Redemptive (Combative, #2)(51)
Truthfully, I was a little ashamed that I was a full-grown man who needed the help of another man (though probably ten times my size) to stop me from falling ass over tits down the basement stairs, but it wasn’t his fault.
“It’s not your fault,” Bailey answered, reading my thoughts. “You’re not going to tell me why he’s this drunk, though, are you?”
He didn’t respond verbally, but I knew what his answer was. He wouldn’t tell her. He never would. And neither would I.
*
I hadn’t gone in with a game plan when we’d visited Uncle Benny. Tiny, however, did. He’d confessed to killing Louis Franco to protect me. Which, I guess, is the same reason he’d lied about what had happened. To protect me. He’d told Benny that Franco had reached for his gun when my back was turned, and he didn’t think twice about doing what he did. Benny hadn’t had the reaction I’d expected; he’d simply told us to get the f*ck out of his office and deal with the shitstorm we’d created.
He would deal with the Francos.
So, in that moment, I was surrounded by two people whose sole purpose in life was to protect me.
I couldn’t keep my emotions out of it and I f*cked up. I guess that was the reason I found myself at O’Malley’s bar, downing an entire bottle of whiskey with the hopes it would drown out the taste of Franco’s blood in my mouth.
It hadn’t.
“He probably just needs to sleep it off,” I heard Tiny say, pulling me from my thoughts. His voice seemed distant, or maybe it was the soft rabbit-type-hole in the bed I was slowly falling into.
“Yeah, probably.” Bailey’s hand left my cheek and a moment later, I felt her lips there, replacing the touch. “Sleep, baby,” she said. And then she whispered the three words that seemed so natural to her, only this time I didn’t just hear them, I felt them. She kissed me once more, and I found myself giving in to the exhaustion (and maybe a little of the alcohol), but before I was there, in the place too dark to find light, I murmured, “Ti amo, mia bella ragazza.”
“What does that mean?” she asked, but I was too out of it to answer her, so Tiny did it for me. “It’s Italian. It means I love you, my beautiful girl.”
*
I don’t know how long I’d been asleep when I awoke to the sound of Bailey’s voice, soft and warm as it flooded all my other senses. “She was a nurse,” I heard her say. “…at the children’s hospital. Sometimes she’d take me there on her days off so we could visit with the kids.”
“She sounds nice,” Tiny said, and I slowly opened my eyes. They were sitting at the small table and chairs set up in the corner of the basement, empty takeout boxes sprawled out in front of them.
“She was nice,” Bailey responded. “I mean she is nice. I probably shouldn’t talk about her in past tense. It’s not like she’s dead… that I know of.” She peered down at her hands resting on her lap, a frown pulling at her lips. She was obviously talking about her mother.
“Sometimes it’s hard to differentiate the two,” Tiny said. “Sometimes it’s almost easier to pretend like someone is dead when they choose to be absent. Makes it hurt less.”
Bailey looked up, same frown, same soft eyes. “You sound like you’re talking from experience…”

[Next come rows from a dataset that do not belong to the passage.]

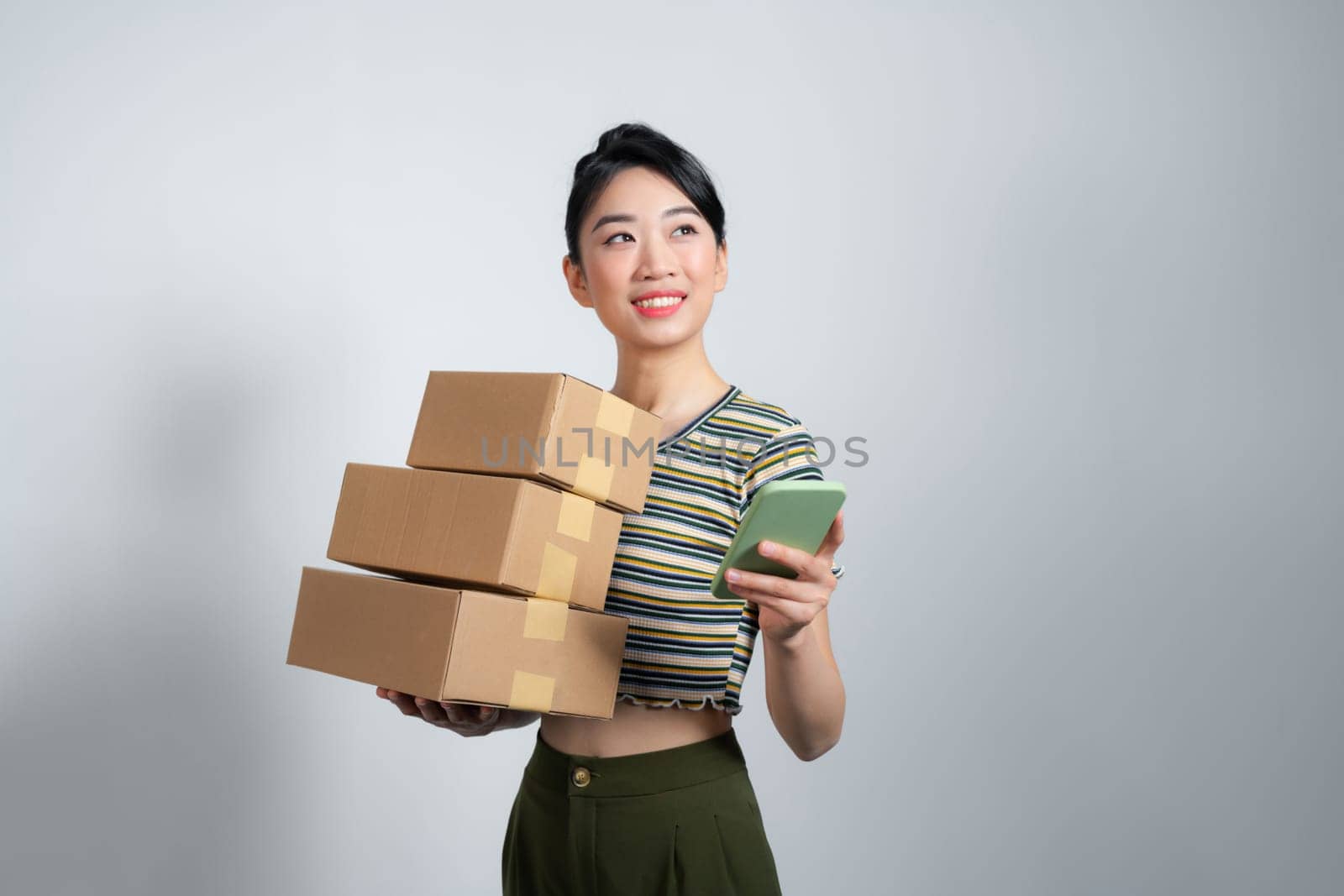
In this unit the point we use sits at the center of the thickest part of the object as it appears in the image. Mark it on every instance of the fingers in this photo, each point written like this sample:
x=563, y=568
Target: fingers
x=808, y=566
x=465, y=719
x=403, y=701
x=835, y=537
x=797, y=613
x=772, y=584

Tiny nodded. “My dad. He bailed when I was fourteen, and I haven’t heard from him since.”
“I’m sorry,” Bailey said, the genuine sincerity in her voice clear.
With a shrug, Tiny laughed once. “He used to take me to ball games whenever he could, and my favorite part was always the hotdogs. Now every time I smell hotdogs, I think of him. How f*cked up is that?”
Bailey laughed. “It’s not f*cked up at all.”
“What about you, Bailey? What’s the first thing that comes to mind when you think of her?”
She thought for a moment, and then a small smile crept to her lips, and it was such a f*cking shame that the only two people who got to witness it were a drug dealer and his muscle. “Fall leaves.”
“Leaves?”
She nodded. “Not all leaves,” she said, her eye roll making her seem younger.
“So why fall leaves?” Tiny asked, a slight tease in his tone.
“Because fall was her favorite season… we used to have this massive tree in the backyard, and we’d always wait for a huge pile to build up before going out there and running through it all. Some people have snowball fights. We had leaf fights.” She paused for a moment, the memory causing her to frown. “It was the last thing we did together.”
Silence so deafening blanketed the room, and when Tiny’s hand reached out and covered hers, I croaked out, “Bailey, did you take your insulin?”
“I made sure of it,” Tiny answered, squeezing her hands once before pulling away.
I cleared my throat. “What time is it?”
“Late,” Tiny said.
“Are you hungry?” Bailey asked, getting up and coming over to me. She placed a hand on my cheek, her smile matching her voice, warm and all consuming.
I shook my head and grasped her wrist. “Will you come to bed, baby? I just want to hold you.”
She nodded slowly, her smile widening as Tiny started to clear the table. “Thanks for taking care of her,” I told him, but I was watching Bailey walk to the bathroom.